Many of these devices offer a lot of extra functionality, such as providing HTTPS termination for those webservers that do not support it natively, rewriting of incoming requests etc… All in all, very useful boxes.
It is the very principle upon which they are built that left me baffled the first day we tried to configure ours, and it still has me unconvinced, namely that sloppy coding on part of the programmer can be overcome by adding an extra layer of black-box filtering that works without any knowledge of the functions implemented on the webserver.
I have been told umpteen times that the http firewalls follow the 80%/20% rule, warding off common attack vectors such as buffer overflows and escape sequences in urls, and this is useful enough by itself to justify their cost.
But in the modern-day internet, phising, xss and sql-injections attacks are more and more common, and while nobody is interested in defacing your site anymore, a lot of crackers are eager to get to your database where customer credentials are kept. And while http firewalls excel at the former, they are very poor at the latter.

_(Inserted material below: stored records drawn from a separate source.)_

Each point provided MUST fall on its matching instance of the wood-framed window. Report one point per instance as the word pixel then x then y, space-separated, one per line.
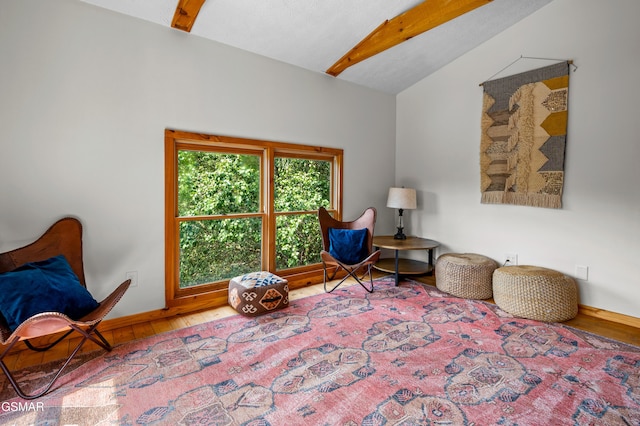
pixel 235 205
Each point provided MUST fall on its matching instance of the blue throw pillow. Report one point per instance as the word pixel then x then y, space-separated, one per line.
pixel 348 245
pixel 46 286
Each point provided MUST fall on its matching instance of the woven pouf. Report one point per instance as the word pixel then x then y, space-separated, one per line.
pixel 535 293
pixel 257 293
pixel 466 275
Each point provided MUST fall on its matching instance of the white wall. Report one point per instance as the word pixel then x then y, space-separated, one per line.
pixel 85 96
pixel 438 139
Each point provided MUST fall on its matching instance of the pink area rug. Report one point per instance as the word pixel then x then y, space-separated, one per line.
pixel 402 355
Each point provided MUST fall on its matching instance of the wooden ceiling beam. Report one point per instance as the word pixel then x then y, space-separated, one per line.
pixel 186 14
pixel 417 20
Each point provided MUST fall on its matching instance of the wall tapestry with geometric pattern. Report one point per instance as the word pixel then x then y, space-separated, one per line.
pixel 524 131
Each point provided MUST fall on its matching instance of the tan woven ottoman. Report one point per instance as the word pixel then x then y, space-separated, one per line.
pixel 466 275
pixel 535 293
pixel 257 293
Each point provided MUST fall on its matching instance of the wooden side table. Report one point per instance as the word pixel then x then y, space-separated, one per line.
pixel 399 266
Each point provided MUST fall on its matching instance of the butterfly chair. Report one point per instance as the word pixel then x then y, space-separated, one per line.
pixel 348 246
pixel 52 263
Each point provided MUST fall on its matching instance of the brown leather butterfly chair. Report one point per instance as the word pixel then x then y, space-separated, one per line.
pixel 359 256
pixel 63 237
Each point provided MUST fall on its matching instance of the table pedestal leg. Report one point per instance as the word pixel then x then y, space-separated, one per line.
pixel 397 269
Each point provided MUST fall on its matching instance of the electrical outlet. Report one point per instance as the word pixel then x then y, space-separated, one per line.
pixel 133 276
pixel 510 259
pixel 582 272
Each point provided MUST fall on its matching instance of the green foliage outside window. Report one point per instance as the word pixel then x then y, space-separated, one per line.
pixel 211 183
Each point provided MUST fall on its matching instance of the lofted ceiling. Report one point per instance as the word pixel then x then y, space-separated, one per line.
pixel 326 36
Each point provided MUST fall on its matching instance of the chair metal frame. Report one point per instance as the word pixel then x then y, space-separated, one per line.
pixel 63 237
pixel 366 220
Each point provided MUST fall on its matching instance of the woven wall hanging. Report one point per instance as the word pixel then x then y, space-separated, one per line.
pixel 524 132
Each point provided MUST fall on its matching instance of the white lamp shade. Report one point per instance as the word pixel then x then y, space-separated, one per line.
pixel 402 198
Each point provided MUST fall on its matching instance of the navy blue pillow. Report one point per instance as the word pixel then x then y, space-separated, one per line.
pixel 348 245
pixel 46 286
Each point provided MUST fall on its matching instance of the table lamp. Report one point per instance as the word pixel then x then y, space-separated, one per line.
pixel 401 199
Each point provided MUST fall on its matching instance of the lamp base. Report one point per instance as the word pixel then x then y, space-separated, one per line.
pixel 400 234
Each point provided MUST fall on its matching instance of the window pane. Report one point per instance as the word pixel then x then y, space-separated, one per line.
pixel 212 183
pixel 216 250
pixel 301 185
pixel 298 240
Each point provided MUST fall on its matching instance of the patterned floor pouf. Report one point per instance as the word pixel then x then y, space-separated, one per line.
pixel 466 275
pixel 257 293
pixel 536 293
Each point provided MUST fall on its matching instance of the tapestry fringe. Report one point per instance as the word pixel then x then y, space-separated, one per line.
pixel 532 200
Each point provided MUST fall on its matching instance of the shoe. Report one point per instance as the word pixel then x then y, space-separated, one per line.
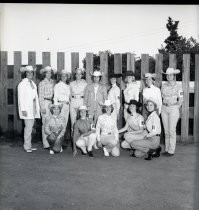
pixel 90 154
pixel 28 150
pixel 157 153
pixel 52 152
pixel 106 153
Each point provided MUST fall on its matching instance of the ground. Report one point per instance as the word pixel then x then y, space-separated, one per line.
pixel 38 180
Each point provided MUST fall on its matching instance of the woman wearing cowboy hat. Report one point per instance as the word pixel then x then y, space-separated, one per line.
pixel 148 142
pixel 45 90
pixel 172 95
pixel 134 124
pixel 77 88
pixel 114 95
pixel 84 135
pixel 28 105
pixel 131 91
pixel 151 91
pixel 107 132
pixel 95 95
pixel 55 126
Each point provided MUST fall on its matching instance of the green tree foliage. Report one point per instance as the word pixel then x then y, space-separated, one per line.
pixel 178 45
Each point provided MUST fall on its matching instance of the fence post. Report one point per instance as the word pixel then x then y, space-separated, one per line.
pixel 3 91
pixel 104 67
pixel 185 105
pixel 196 100
pixel 158 69
pixel 17 80
pixel 89 67
pixel 130 62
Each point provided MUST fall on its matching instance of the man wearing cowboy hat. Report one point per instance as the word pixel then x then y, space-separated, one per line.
pixel 45 89
pixel 77 88
pixel 114 95
pixel 172 95
pixel 28 105
pixel 55 127
pixel 95 95
pixel 151 91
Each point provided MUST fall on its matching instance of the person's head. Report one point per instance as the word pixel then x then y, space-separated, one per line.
pixel 151 105
pixel 133 106
pixel 55 109
pixel 129 76
pixel 28 71
pixel 171 74
pixel 149 79
pixel 107 107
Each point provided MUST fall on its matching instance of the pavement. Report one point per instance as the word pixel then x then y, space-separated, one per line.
pixel 40 181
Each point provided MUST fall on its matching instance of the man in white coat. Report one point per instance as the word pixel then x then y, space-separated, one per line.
pixel 28 105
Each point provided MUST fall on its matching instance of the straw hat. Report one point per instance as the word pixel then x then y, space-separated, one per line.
pixel 27 68
pixel 172 71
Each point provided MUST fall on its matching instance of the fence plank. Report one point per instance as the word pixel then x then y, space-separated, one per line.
pixel 89 66
pixel 196 100
pixel 60 61
pixel 17 79
pixel 158 69
pixel 131 62
pixel 172 61
pixel 185 105
pixel 74 61
pixel 104 66
pixel 3 91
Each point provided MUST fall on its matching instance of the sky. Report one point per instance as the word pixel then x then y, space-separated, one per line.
pixel 90 28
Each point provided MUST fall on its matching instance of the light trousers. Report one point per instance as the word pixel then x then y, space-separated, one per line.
pixel 111 144
pixel 44 136
pixel 86 142
pixel 170 116
pixel 28 133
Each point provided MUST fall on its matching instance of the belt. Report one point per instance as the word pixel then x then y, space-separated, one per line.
pixel 77 96
pixel 166 104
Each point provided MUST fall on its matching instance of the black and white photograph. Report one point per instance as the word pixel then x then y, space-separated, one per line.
pixel 99 106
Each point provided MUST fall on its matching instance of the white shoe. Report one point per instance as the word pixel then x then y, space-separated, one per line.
pixel 52 152
pixel 106 153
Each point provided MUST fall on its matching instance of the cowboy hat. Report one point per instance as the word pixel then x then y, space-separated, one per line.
pixel 55 105
pixel 27 68
pixel 172 71
pixel 47 68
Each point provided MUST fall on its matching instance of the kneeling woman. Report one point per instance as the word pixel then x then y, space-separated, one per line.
pixel 134 125
pixel 107 132
pixel 55 127
pixel 84 135
pixel 150 144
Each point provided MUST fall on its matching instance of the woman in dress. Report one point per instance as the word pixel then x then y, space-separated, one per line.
pixel 134 124
pixel 84 135
pixel 172 95
pixel 131 92
pixel 28 105
pixel 45 90
pixel 107 132
pixel 55 126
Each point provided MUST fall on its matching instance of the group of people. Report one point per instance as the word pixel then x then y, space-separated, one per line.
pixel 94 112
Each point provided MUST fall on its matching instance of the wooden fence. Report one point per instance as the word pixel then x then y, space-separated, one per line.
pixel 10 77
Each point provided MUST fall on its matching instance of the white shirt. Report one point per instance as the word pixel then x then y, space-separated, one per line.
pixel 154 93
pixel 61 92
pixel 131 92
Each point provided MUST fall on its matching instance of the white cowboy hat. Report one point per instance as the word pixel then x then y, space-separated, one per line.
pixel 27 68
pixel 83 107
pixel 52 106
pixel 172 71
pixel 149 75
pixel 97 73
pixel 107 103
pixel 47 68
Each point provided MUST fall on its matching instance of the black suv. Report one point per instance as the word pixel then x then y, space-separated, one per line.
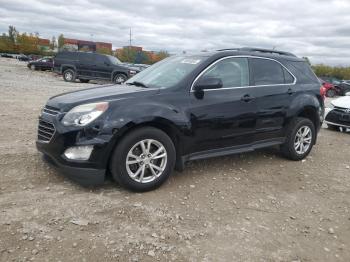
pixel 86 66
pixel 183 108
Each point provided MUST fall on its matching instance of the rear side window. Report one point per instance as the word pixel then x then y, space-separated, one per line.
pixel 66 55
pixel 101 59
pixel 233 72
pixel 267 72
pixel 303 72
pixel 86 58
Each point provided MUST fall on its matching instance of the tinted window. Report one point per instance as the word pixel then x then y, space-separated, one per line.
pixel 288 78
pixel 87 58
pixel 266 72
pixel 233 72
pixel 303 72
pixel 100 59
pixel 66 55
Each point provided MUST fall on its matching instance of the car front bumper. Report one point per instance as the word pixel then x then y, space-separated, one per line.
pixel 86 172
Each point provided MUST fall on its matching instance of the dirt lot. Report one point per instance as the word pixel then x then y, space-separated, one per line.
pixel 248 207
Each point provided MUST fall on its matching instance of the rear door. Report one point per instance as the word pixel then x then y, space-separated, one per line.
pixel 87 65
pixel 103 67
pixel 274 91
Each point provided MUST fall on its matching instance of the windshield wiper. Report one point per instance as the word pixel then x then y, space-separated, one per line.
pixel 136 83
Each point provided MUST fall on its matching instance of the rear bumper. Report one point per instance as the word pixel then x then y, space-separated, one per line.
pixel 337 118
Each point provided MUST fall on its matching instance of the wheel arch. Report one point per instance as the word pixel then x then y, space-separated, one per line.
pixel 162 124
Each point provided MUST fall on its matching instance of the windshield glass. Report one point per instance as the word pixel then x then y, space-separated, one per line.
pixel 114 60
pixel 167 72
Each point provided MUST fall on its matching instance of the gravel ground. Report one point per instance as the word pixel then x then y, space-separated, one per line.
pixel 247 207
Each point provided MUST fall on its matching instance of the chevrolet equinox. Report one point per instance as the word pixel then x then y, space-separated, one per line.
pixel 184 108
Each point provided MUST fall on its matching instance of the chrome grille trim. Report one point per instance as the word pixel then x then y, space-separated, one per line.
pixel 46 131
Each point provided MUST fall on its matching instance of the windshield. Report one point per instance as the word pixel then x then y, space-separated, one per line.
pixel 114 60
pixel 167 72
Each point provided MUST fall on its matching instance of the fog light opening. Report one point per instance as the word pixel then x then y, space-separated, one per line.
pixel 78 152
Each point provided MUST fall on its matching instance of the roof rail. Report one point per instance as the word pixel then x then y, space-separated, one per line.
pixel 261 50
pixel 271 51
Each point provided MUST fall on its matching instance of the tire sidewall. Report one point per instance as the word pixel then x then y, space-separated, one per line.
pixel 73 75
pixel 290 143
pixel 118 160
pixel 330 93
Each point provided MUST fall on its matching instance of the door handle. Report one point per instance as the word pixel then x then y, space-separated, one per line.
pixel 246 98
pixel 290 91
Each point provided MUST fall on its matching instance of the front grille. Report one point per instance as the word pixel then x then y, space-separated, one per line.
pixel 46 130
pixel 341 109
pixel 51 110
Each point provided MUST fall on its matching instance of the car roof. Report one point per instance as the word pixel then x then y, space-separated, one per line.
pixel 247 51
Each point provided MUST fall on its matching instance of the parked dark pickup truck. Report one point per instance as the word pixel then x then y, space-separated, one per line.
pixel 86 66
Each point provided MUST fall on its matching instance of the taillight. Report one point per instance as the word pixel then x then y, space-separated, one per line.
pixel 323 91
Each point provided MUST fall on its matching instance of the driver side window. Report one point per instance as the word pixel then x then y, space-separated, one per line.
pixel 233 72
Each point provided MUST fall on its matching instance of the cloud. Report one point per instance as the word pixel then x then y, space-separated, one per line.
pixel 319 29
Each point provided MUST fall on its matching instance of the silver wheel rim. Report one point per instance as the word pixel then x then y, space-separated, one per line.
pixel 146 161
pixel 303 139
pixel 120 79
pixel 69 76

This rant could go on forever, but basically in the end, for every bug left exposed by a web coder, a config. line, usually a regular expression (much harder to get right than a php function call), has to be input into the http-firewall by the sysadmin. Doesn’t look like a great advance, to me.
Without further ado, here’s the case in point – the daily wtf that started this post, having dawned on me only yesterday:
The firewall I had the pleasure to install provides a feature whereby the http header identifying the backend webserver is massaged into a custom header. This should have the security benefit of hiding from hackers the exact version of the software you are using, thus denying them immediate knowledge of the bugs exploitable on that particular revision of the platform.
A lot of security experts would sneer at this “security measure” (security by obscurity), but it is an extra step that most sysadmins use anyway, regardless of http firewalls, so we turned it on.
Every webserver we published on the internet via the firewall looks like this to the client:
Server: CHEPAG Server
Do you think its real nature is now protected? Guess what happens when a causal user asks for a web page that does not exist on the protected web server? Here’s what I got on mine:
As you can see, not only it is trivial to identify the Apache powered website from the IIS powered one, but Apache is so gentle that it will reveal to everybody its version and the intranet server name.
Lest you start flaming me as incompetent sysadmin, I will say that yes, I know that both Apache and IIS provide means to alter the default error messages to anything that suits you best.
This just proves my point: there is little security added by the http-firewall, and the simplest and most effective security measures have to be taken on the webservers themselves.